Files you'll work with

File Purpose
infra/mkdocs/mkdocs.yml MkDocs config (NEW)
infra/mkdocs/build.sh Optional rebuild trigger (NEW)
infra/systemd/forge-mkdocs.service systemd unit (NEW)
~/.forge-venvs/mkdocs/ Isolated Python venv
~/.forge-secrets/cloudflare.env Already exists, scoped CF token
scripts/cloudflare/cf.py Existing CF API wrapper for /cf-add
MEMORY.md Add a new "Tools & Pipelines" entry pointing to the new reference doc
~/.claude/projects/-home-justinwieb-forge/memory/reference_mkdocs.md NEW, register the tool

Don't do

  • Don't expose without Cloudflare Access. Forge contains credentials, infra docs, daily logs, secrets references. Public exposure = catastrophic. Verify Access is active before declaring done.
  • Don't index logs/, tasks/, data/, comms/, dashboard/, assets/, sites/, scripts/, .claude/, secrets. Confirm with find site_dir -name '*.html' | wc -l makes sense (a few hundred, not thousands).
  • Don't break the existing media-server tunnel. Use /cf-add (which is non-destructive), don't hand-edit the tunnel config in a way that loses other ingress rules.
  • Don't put the venv inside the forge repo. Use ~/.forge-venvs/mkdocs/ like the other forge venvs.
  • Don't use Opus for the worker's own internal subtasks. You ARE Opus, but if you spawn helpers, keep them Sonnet/Haiku. (Likely no helpers needed for a build this small.)
  • Don't skip the systemd unit.
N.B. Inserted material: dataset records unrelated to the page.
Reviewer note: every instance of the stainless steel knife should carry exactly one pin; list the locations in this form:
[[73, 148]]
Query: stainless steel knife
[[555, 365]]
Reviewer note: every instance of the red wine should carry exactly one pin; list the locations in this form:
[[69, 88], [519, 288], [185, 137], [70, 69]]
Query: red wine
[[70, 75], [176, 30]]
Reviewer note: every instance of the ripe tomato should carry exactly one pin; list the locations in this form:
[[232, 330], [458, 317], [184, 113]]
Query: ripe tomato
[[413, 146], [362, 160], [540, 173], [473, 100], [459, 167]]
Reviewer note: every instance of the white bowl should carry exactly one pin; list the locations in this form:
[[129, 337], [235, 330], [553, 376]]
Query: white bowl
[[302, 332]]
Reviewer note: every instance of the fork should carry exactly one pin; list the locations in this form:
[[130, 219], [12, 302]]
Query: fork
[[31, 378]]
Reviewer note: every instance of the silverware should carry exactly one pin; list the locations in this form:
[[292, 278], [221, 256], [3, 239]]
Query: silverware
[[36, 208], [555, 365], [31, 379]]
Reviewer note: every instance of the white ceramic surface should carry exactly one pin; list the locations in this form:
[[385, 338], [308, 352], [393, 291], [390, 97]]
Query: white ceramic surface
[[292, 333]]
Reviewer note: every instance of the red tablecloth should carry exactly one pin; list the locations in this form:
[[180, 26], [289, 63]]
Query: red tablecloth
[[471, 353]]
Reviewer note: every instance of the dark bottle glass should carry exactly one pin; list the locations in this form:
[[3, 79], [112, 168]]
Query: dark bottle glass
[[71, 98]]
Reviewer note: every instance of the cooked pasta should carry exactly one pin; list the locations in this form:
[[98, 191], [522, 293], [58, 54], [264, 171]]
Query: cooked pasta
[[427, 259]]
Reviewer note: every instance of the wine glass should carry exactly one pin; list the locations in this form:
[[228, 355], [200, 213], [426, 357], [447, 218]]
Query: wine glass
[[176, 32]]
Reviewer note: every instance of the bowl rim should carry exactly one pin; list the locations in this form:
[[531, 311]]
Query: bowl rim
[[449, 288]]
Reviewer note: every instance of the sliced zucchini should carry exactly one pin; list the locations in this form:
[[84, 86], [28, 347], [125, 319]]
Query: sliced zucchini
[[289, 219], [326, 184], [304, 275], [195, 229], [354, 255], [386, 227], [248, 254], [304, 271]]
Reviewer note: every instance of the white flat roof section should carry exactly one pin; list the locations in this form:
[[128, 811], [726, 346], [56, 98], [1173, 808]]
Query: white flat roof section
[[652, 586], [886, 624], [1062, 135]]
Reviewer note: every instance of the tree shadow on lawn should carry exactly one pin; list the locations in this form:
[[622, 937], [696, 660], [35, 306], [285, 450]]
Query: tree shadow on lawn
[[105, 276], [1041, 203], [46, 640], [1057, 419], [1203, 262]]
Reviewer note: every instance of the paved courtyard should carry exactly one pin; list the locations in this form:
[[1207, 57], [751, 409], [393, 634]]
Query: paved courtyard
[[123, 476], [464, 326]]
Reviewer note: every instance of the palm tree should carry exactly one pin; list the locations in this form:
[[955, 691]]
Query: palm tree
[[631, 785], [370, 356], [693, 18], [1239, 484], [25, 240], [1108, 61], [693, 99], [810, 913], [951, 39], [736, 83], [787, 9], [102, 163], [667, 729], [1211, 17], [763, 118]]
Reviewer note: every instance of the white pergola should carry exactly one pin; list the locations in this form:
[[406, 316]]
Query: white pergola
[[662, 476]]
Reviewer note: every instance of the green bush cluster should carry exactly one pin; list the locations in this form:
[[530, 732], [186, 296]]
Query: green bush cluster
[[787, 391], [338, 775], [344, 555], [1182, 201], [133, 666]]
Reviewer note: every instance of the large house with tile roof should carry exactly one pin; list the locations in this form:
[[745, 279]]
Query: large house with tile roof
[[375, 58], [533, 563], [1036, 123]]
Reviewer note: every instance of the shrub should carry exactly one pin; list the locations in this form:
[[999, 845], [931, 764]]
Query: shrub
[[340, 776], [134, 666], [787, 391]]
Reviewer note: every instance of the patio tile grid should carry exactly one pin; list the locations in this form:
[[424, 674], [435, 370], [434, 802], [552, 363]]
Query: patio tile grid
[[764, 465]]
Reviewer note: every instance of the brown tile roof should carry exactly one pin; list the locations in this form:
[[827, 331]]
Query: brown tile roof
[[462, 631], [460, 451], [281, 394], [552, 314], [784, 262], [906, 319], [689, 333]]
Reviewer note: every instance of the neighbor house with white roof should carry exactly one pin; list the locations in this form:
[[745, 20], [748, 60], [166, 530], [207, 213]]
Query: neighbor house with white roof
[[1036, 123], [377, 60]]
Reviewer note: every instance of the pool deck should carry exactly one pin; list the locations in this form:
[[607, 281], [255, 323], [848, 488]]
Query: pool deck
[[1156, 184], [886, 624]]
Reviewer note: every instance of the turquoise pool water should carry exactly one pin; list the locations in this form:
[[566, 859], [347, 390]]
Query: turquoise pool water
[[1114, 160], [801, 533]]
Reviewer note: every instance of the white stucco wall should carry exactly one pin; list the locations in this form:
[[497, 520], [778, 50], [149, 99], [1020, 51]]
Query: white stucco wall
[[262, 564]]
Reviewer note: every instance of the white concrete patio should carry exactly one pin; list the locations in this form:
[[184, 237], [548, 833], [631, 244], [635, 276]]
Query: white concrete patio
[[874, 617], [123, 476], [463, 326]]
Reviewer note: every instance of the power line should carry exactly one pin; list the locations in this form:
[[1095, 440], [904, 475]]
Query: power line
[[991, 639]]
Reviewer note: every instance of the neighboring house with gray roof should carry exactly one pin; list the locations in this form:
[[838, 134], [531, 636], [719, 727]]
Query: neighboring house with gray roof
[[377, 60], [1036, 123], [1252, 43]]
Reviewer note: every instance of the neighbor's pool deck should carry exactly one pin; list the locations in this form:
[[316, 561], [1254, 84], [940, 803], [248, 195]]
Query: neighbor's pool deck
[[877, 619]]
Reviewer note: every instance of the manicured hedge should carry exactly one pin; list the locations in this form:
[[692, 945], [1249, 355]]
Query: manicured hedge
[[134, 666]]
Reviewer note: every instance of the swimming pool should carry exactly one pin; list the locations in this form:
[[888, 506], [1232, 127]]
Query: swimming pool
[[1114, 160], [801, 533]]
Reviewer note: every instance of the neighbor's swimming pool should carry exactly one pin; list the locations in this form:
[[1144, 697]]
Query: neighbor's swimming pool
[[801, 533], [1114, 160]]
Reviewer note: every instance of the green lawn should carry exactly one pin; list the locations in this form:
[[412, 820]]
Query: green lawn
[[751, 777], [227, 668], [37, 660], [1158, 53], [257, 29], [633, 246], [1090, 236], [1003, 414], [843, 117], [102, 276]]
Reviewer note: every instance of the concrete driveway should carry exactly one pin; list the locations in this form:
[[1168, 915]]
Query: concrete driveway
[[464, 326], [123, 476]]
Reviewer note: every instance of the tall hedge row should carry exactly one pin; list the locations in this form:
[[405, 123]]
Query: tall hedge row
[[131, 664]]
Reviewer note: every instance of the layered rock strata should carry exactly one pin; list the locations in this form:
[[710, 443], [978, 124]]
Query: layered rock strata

Justin will reboot UDev someday; the viewer needs to come back automatically.

Deliverables

  1. Working https://forge.justinkrystal.com/ behind Cloudflare Access
  2. Auto-rebuild on file change (mkdocs serve OR a watcher), verify by editing a file and seeing it update without restart
  3. systemd unit forge-mkdocs.service enabled + active
  4. infra/mkdocs/mkdocs.yml checked into the repo
  5. Reference doc ~/.claude/projects/-home-justinwieb-forge/memory/reference_mkdocs.md written
  6. MEMORY.md "Tools & Pipelines" section updated with a one-line pointer
  7. Push back to the parent session with: live URL + brief proof it works (e.g. screenshot of search returning results, OR curl output): Justin is in the parent session waiting

Done when

  • forge.justinkrystal.com returns content from outside the LAN, behind Access
  • Search works (try query "Building The Brain", confirm the new handoff shows up)
  • At least 5 daily logs are browseable
  • Justin can tap https://forge.justinkrystal.com/memory/handoffs/building-the-brain-life-os-inbox-2026-04-27/ on his phone and it renders
  • Service survives a systemctl restart forge-mkdocs
  • Documented in MEMORY.md

Conversation pointers

  • Parent conversation: tonight's n8n-telegram_Opus47 session
  • Daily log: memory/daily/2026-04-28.md (today) and memory/daily/2026-04-27.md (yesterday's checkpoints have full context)
  • Master vision doc: memory/handoffs/building-the-brain-life-os-inbox-2026-04-27.md
  • CF tunnel reference: MEMORY.md ## External Service Access → Cloudflare API
  • Existing CF Access pattern: applied to n8n.justinkrystal.com, copy that
  • /cf-add skill at .claude/skills/cf-add/SKILL.md
  • /decrypt-n8n skill at .claude/skills/decrypt-n8n/SKILL.md (not needed but adjacent)

Final note

Justin is on Remote Control (Claude Code Web) on his phone, watching this build happen. When done, push the live URL back to the parent session by writing the URL + status to a file or by notify skill, he'll see it and pick up the Notion redesign from there.